¹ Section of Pulmonary and Critical Care Medicine, Yale University School of Medicine, New Haven, Connecticut; ² CSL Limited A.C.N., Parkville, Victoria, Australia; and ³ Department of Pathology, Yale University School of Medicine, and Pathology and Laboratory Medicine Service, VA-CT Health Care System, West Haven, Connecticut

Correspondence and requests for reprints should be addressed to Chun Geun Lee, M.D., Ph.D., Section of Pulmonary and Critical Care Medicine, Yale University School of Medicine, 300 Cedar Street (S441 TAC), P.O. Box 208057, New Haven, CT 06520-8057. E-mail: chungeun.lee{at}yale.edu

IL-11 and IL-11 receptor (R) are induced by Th2 cytokines. However, the role(s) of endogenous IL-11 in antigen-induced Th2 inflammation has not been fully defined. We hypothesized that IL-11, signaling via IL-11R, plays an important role in aeroallergen-induced Th2 inflammation and mucus metaplasia. To test this hypothesis, we compared the responses induced by the aeroallergen ovalbumin (OVA) in wild-type (WT) and IL-11R–null mutant mice. We also generated and defined the effects of an antagonistic IL-11 mutein on pulmonary Th2 responses. Increased levels of IgE, eosinophilic tissue and bronchoalveolar lavage (BAL) inflammation, IL-13 production, and increased mucus production and secretion were noted in OVA-sensitized and -challenged WT mice. These responses were at least partially IL-11 dependent because each was decreased in mice with null mutations of IL-11R. Importantly, the administration of the IL-11 mutein to OVA-sensitized mice before aerosol antigen challenge also caused a significant decrease in OVA-induced inflammation, mucus responses, and IL-13 production.
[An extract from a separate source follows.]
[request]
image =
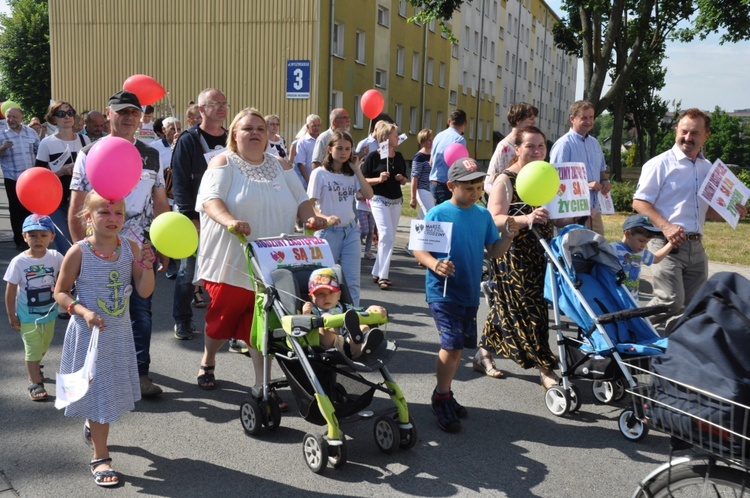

Intraperitoneal administration of the mutein to lung-specific IL-13–overexpressing transgenic mice also reduced BAL inflammation and airway mucus elaboration. These studies demonstrate that endogenous IL-11R signaling plays an important role in antigen-induced sensitization, eosinophilic inflammation, and airway mucus production. They also demonstrate that Th2 and IL-13 responses can be regulated by interventions that manipulate IL-11 signaling in the murine lung.

Key Words: IL-11 • mutein • airway inflammation • mucus • IL-13

CLINICAL RELEVANCE This study is the first to demonstrate that endogenous IL-11 signaling is critical to Th2 aeroallergen- or IL-13–induced inflammation and airway mucus production.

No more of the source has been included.